CIC UNSW-NB15 Augmented Dataset

UNSW-NB15 used the IXIA PerfectStorm tool to generate the dataset to create modern normal and abnormal network traffic. Their dataset includes nine attack categories and benign traffic. They captured 100GBs of network traffic in two days, and to extract features from the captured network traffic, they used Argus and Bro-IDS tools. They extracted 47 features in categories, including Basic, Content, Time, and additional generated features. In the following, we briefly explain each attack category in the dataset.

Fuzzers: A fuzzer attack, or fuzzing, is a technique used to discover vulnerabilities in software. It involves sending unexpected or random input data to an application to see how it responds. Overwhelming the application with varied inputs can identify weaknesses or flaws. Fuzzing is an automated process using specialized tools called fuzzers. When a vulnerability is found, attackers can further analyze it and potentially exploit it.
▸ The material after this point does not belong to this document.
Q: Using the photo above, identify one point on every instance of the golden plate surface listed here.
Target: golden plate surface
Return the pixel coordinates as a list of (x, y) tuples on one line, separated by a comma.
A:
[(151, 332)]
Analysis: This attack is a method where attackers gather and study information to exploit vulnerabilities in a system. This attack involves techniques such as traffic analysis, cryptographic analysis, code analysis, data analysis, and protocol analysis. Attackers use these techniques to gain insights, extract sensitive data, or identify weaknesses that can be exploited for malicious purposes.
Backdoor: A backdoor attack is a cybersecurity threat where unauthorized access is gained to a computer system or network by exploiting hidden vulnerabilities or intentionally creating openings. It involves the insertion of malicious code or modifications to existing code within a system, allowing attackers to bypass standard security measures and gain control over the targeted system to perform various malicious activities, such as stealing sensitive data, installing additional malware, or launching further attacks on the system or network.
Exploit: An exploit attack refers to exploiting computer systems or software vulnerabilities to gain unauthorized access or perform malicious activities. Exploits take advantage of weaknesses or flaws in a system's design or implementation, allowing attackers to execute specific commands or actions not intended by the system's developers. These vulnerabilities can exist in various components, such as operating systems, applications, or network protocols.
Generic: It is a kind of attack against the cryptography systems, which can run against all block-ciphers independently of their structure.
Reconnaissance: This attack, also known as information gathering or footprinting, is a cyber attack that focuses on gathering valuable intelligence and information about a target system or network. The main objective of a reconnaissance attack is to gain a deeper understanding of the target's infrastructure, vulnerabilities, and potential entry points without directly causing any damage.
Shellcode: The term shellcode refers to a small piece of code that is injected into a vulnerable program, typically to gain unauthorized access and control over the system. The attacker first identifies a vulnerability in the target software, such as a buffer overflow or a code injection flaw. They then craft a payload, usually written in assembly language or machine code and designed to perform specific actions once executed. This payload is the shellcode.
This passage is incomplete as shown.